The Sniper - Gunman On A Roof

  The police have posted lookouts on rooftops across the city.  One of them spots a man on a roof.

Then ...  The background view from this roof is of the Financial District.

... and Now,  in the recent view below taken from the same rooftop looking down Montgomery Street, the Financial District has been completely rebuilt but a number of the foreground buildings, such as the white U.S. Appraisers Building at center right, still match up.  The gunman was on the flat green roof of the house in the right foreground.

 

Then ...  The cop sees that the man is carrying a rifle.

... and Now,  the same rooftop, with an added roof patio ...

... Below, the rooftop is the one at 1065 Montgomery, on the corner of Vallejo (map).

 

Then ...  The cop whistles (1950's communication technology?) to alert a fellow lookout.

... and Now,  the Mark Hopkins Hotel on the horizon (above) is hidden behind the newer Fairmont Hotel Tower (below).

 

The cop gives chase, adeptly jumping down the cascading rooftops.

Then ...  Coit Tower is in the left background and the Montgomery steps can be seen to the right - the same steps traversed earlier when the sniper stalked his first victim.

... and Now,  the same view taken from the roof of 1177 Montgomery.  (Trivia note - the red cone roofed house at top right was the home for many years of famed San Francisco attorney Melvin Belli, the 'King Of Torts').

The Sniper - Mayor's Office

  The police are under intense pressure from the media and the public to solve the case.  A meeting is convened in the Mayor's office in City Hall (map) to review where the investigation stands.

Then ...  The view from the Mayor's office seems, at first glance, to be the correct one - it looks across Civic Plaza to the corner of McAllister and Larkin Streets.

 ... and Now,  this is the matching office view today, but it's not the mayor's office, which is room 200 in the center of the east side of city hall.  Instead this office is room 208 on the same corridor but at the north end of the building.  CitySleuth has concluded that the office scene was filmed in a studio using a photo view taken from room 208.

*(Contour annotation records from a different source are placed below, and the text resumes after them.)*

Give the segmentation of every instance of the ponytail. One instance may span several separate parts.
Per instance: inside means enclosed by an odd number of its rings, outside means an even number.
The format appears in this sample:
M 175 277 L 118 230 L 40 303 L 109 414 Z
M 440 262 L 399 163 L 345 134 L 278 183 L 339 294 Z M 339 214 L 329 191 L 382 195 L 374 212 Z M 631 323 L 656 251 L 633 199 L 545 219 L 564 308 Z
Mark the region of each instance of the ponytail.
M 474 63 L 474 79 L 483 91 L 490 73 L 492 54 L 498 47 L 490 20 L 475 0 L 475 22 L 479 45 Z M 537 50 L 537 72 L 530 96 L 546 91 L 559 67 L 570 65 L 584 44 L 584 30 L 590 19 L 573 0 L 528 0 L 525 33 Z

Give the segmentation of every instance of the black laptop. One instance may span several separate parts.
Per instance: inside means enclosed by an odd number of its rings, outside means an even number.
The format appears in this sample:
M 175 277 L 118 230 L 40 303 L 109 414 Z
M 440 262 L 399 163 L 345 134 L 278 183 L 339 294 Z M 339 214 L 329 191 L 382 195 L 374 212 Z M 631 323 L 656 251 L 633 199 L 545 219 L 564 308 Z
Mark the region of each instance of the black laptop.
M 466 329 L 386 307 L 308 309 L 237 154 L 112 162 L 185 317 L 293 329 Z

... from 1955 ...  in this contemporaneous vintage photo taken from City Hall we see on the left the State Building on McAllister, on the right the building that is now the Asian Art Museum on Larkin and between them the Astor Hotel with the large billboard, all clearly visible in the mayor's view above.  The tower in the distance is 100 McAllister, now occupied by the UC Law College.

 

 

  Police psychiatrist James Kent (Richard Kiley) makes a plea to the administration to better understand and preemptively reach out to the mentally ill with psychiatric help instead of locking them up after the fact.  His impassioned words fall on deaf ears.